La libérale-radicale estime que la volonté du Parlement n'a pas été respectée. L'Autorité fédérale de surveillance en matière de révision (ASR) tend de plus en plus à soumettre le contrôle restreint aux dispositions plus strictes du contrôle ordinaire.
Il est important que les PME soient débarrassées des travaux administratifs inutiles. Des dispositions d'exécution strictes, notamment en ce qui concerne l'interprétation de l'indépendance ou de la notion de relation étroite, feraient reculer la pratique du contrôle restreint.
La minorité estimait que les propositions faites dans l'initiative n'étaient pas utiles à la place économique suisse. Seules les moyennes et grandes entreprises seraient concernées. Les petites entreprises n'en profiteraient pas, car elles ne sont déjà pas soumises à l'obligation de révision.

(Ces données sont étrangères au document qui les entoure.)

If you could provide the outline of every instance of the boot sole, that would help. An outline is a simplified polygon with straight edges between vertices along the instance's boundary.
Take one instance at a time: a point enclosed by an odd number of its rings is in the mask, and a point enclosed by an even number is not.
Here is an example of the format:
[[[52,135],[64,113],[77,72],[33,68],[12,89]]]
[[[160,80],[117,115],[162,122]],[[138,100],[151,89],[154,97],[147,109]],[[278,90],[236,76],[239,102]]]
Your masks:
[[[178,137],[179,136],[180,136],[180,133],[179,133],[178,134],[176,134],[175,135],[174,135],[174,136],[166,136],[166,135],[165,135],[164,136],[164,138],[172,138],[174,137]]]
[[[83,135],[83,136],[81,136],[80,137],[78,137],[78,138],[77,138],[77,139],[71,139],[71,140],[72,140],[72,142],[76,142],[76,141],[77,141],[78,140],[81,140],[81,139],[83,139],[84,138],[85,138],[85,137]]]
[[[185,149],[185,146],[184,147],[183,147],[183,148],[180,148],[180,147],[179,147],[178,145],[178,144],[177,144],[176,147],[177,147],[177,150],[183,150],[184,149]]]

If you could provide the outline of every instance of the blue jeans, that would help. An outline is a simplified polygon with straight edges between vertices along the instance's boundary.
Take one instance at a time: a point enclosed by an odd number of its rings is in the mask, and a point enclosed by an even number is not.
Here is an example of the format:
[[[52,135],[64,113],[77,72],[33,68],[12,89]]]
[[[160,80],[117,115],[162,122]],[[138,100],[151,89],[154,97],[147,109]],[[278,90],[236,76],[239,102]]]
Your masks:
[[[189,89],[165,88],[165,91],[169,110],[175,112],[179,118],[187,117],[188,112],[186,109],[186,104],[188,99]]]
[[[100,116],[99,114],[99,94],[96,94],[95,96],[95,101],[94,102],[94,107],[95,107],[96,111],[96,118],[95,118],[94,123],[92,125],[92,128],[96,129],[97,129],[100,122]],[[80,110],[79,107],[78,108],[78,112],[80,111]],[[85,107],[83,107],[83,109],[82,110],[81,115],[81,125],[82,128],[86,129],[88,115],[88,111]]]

Or, c'est précisément dans les moyennes et grandes entreprises qu'une révision approfondie et indépendante est importante afin de garantir la protection des créanciers.

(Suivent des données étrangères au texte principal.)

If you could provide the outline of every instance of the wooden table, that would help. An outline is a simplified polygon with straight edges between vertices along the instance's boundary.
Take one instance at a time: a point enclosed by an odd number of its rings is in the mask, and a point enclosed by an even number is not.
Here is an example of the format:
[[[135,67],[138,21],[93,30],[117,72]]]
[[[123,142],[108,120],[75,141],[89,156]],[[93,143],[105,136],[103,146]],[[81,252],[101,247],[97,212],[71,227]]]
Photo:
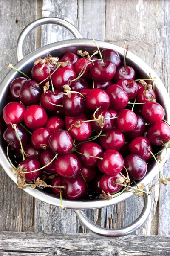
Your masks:
[[[17,62],[16,45],[22,30],[37,18],[53,16],[70,21],[78,28],[85,38],[94,38],[121,46],[125,39],[128,40],[130,51],[155,70],[170,92],[168,0],[6,0],[0,2],[0,12],[1,80],[8,71],[6,63],[14,64]],[[25,54],[41,45],[72,38],[71,33],[61,27],[43,26],[28,37]],[[169,157],[164,168],[166,177],[170,176],[170,166]],[[156,187],[152,195],[151,213],[146,223],[134,233],[134,236],[111,239],[90,234],[83,235],[89,232],[82,225],[73,210],[64,212],[60,208],[31,197],[24,190],[17,189],[1,168],[0,250],[3,252],[0,252],[0,255],[170,255],[169,238],[150,236],[170,236],[170,184],[165,188],[158,182],[158,177],[152,183]],[[87,214],[93,221],[102,227],[121,227],[136,218],[142,209],[142,201],[134,196],[117,205],[87,211]],[[14,233],[16,232],[23,233]],[[60,234],[54,234],[53,232]],[[61,234],[78,233],[82,234]],[[142,236],[136,236],[139,235]],[[14,239],[16,244],[13,243]],[[47,249],[50,247],[50,239],[53,241],[51,247],[58,248],[56,250]],[[39,239],[38,244],[37,239]],[[29,242],[26,243],[26,240]],[[54,241],[56,243],[54,245]],[[156,247],[157,241],[159,241],[159,247]],[[89,247],[86,249],[88,242]],[[129,243],[133,244],[131,251]],[[36,249],[34,251],[34,246]],[[42,250],[39,247],[41,246]],[[68,251],[69,246],[70,250]],[[102,250],[103,247],[106,249]],[[79,248],[81,250],[79,250]],[[31,254],[33,251],[36,253]]]

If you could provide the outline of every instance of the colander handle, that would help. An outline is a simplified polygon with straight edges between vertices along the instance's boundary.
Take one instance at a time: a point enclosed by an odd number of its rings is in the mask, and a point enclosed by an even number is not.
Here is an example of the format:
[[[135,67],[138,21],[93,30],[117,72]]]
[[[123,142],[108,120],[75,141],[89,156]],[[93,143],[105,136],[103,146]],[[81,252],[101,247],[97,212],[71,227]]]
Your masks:
[[[46,17],[38,19],[29,24],[24,29],[19,37],[17,44],[17,58],[19,61],[24,58],[23,55],[23,45],[27,35],[32,30],[39,26],[45,24],[56,24],[60,25],[67,29],[76,39],[83,38],[82,35],[72,24],[60,18]]]
[[[148,191],[148,187],[145,189]],[[134,222],[125,227],[115,229],[110,229],[99,227],[94,224],[85,214],[82,210],[74,210],[74,211],[82,224],[91,231],[104,236],[113,237],[119,237],[127,235],[130,235],[139,229],[146,221],[149,214],[152,206],[151,198],[150,195],[144,193],[144,207],[143,210],[138,218]]]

La mise en œuvre de l'initiative provoquerait en outre des conflits d'intérêt. Par exemple, la possibilité d'être à la fois organe de révision et actionnaire pourrait menacer l'indépendance de l'organe de révision et la garantie de la protection des créanciers.
Pour ce qui est de la différence entre contrôle ordinaire et restreint, la minorité estimait que les décisions du Tribunal administratif fédéral et du Tribunal fédéral suffisaient à garantir la sécurité juridique. Enfin, elle voulait attendre le rapport sur la question commandé par le Conseil fédéral.